Living the Dream
You could call it our dream house – in many ways it is. Now months after moving in, we still wake up almost every day exclaiming how grateful and happy we are to be here. We love its urban energy, the constant flow of pedestrians walking by in front, the kids from across the alley giving our basketball hoop use in the back, the chatter over the fence sometimes in languages we don’t understand and the many neighborly greetings in words and gestures that we do understand.
To be sure, it’s not that we moved onto Easy Street. The house we bought last winter had a hole cut in the bedroom ceiling and a steady flow of water dripping into a bucket below, right where we’d hoped our bed would go. Today, leak and ceiling long patched, an ever growing list of other repairs awaits our limited time and budget, making us keenly aware that the dream house we live in is, and always will be, a work in progress. As is our neighborhood, our city, our nation, our world.
I used to think the phrase “Living the dream,” marked an arrival, a landing in circumstances where goals had been reached and longings were satisfied. But neither our beloved new home with its endless need of patching, nor the state of the world in our troubled times, suggests that dreams can be achieved with such finality. How can any of us be living the dream today, when our world is tragically unraveling into a chaos that seems to deepen daily?
I wonder: What is the role of dreams in a time like this? What do we do with our longings in such chaos? Is it still possible to live them?
I am coming to believe it is imperative that we do. That we inhabit our dreams. That we listen to our longings, especially when things are falling apart; wear them boldly as we march and work for justice. That we practice the compassion we are calling for – even with our opponents. That we do whatever we can to build the world we want by living in it now, wherever and however we can, making it real as we go.
This is the inspiring message of adrienne maree brown’s book, emergent strategy, in which she makes a compelling case for practicing the love and justice we seek in our movements for change. “At the human scale,” brown writes, “in order to create a world that works for more people, for more life, we have to collaborate on the process of dreaming and visioning and implementing that world.” This is the work and the challenge of “transformative justice.”
“What we are all really asking,” she says, “is how do we, who know the world needs to change, begin to practice being different? How do we have to be for justice to truly be transformative?”

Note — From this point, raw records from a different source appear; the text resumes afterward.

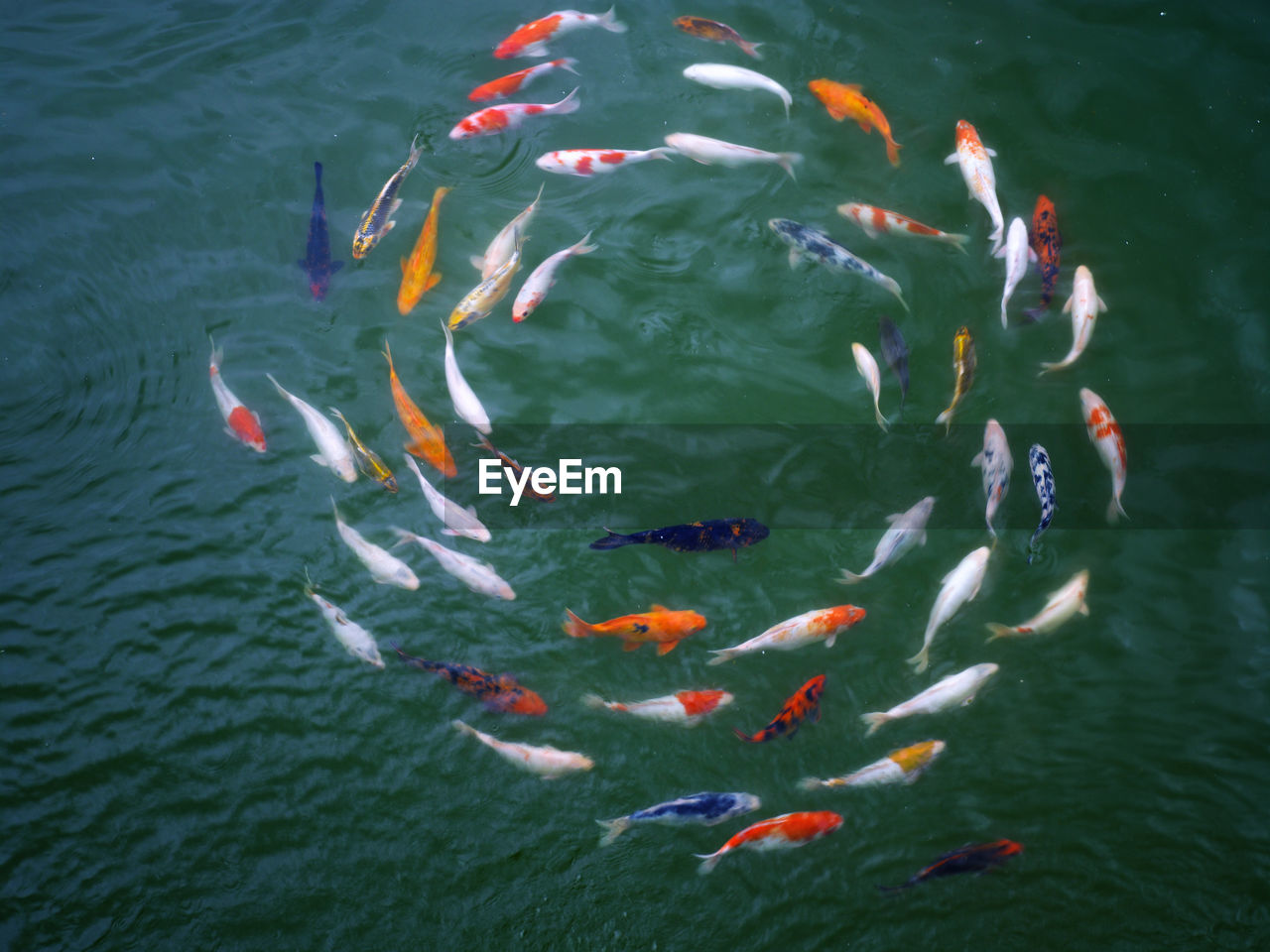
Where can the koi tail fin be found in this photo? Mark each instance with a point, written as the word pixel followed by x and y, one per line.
pixel 874 720
pixel 613 829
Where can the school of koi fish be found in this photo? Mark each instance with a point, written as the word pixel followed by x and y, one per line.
pixel 661 627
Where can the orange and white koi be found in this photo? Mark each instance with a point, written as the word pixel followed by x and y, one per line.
pixel 659 625
pixel 1109 440
pixel 532 39
pixel 427 442
pixel 979 178
pixel 377 220
pixel 804 705
pixel 240 422
pixel 547 762
pixel 541 278
pixel 1061 607
pixel 784 832
pixel 515 81
pixel 820 625
pixel 593 162
pixel 686 707
pixel 846 102
pixel 417 275
pixel 503 118
pixel 1083 304
pixel 878 221
pixel 903 766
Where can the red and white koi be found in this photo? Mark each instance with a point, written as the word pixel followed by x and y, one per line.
pixel 878 221
pixel 783 832
pixel 541 278
pixel 532 39
pixel 547 761
pixel 979 178
pixel 503 118
pixel 1062 606
pixel 240 422
pixel 594 162
pixel 1109 440
pixel 1083 304
pixel 715 151
pixel 685 707
pixel 515 81
pixel 1017 253
pixel 818 625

If we redefine “living the dream” in this way, are you living it today? What does it look like when you are? Or, if you’re not, what might it look like if you imagine living it tomorrow? What would it be like for all of us, who know the world needs to change, to wake up each day in our broken world so in need of patient and persistent patching and to love it enough to feel grateful to be here. To really belong to our longings, repairing ourselves and our relationships as we do, living out the dream of transformative justice one repair, one day at a time?
If you wish to gather with others exploring this theme, consider attending a weekend retreat I’m leading in October, “Belonging to Our Longings.” This is a seeker’s writing retreat — for writers and non writers alike. We’ll use guided writing, conversation, gentle movement, and other playful and contemplative practices, discovering the transformative power of belonging to our longings in troubled times.
Or to write about it now, think about some moment in the past week, when you have experienced a connection with someone that gave you hope and stirred your gratitude. Imagine nurturing that sense of connection with others. Think of one relationship or situation where you could start, and write about that, beginning with the prompt “With a little practice and repair ….” And follow wherever it leads.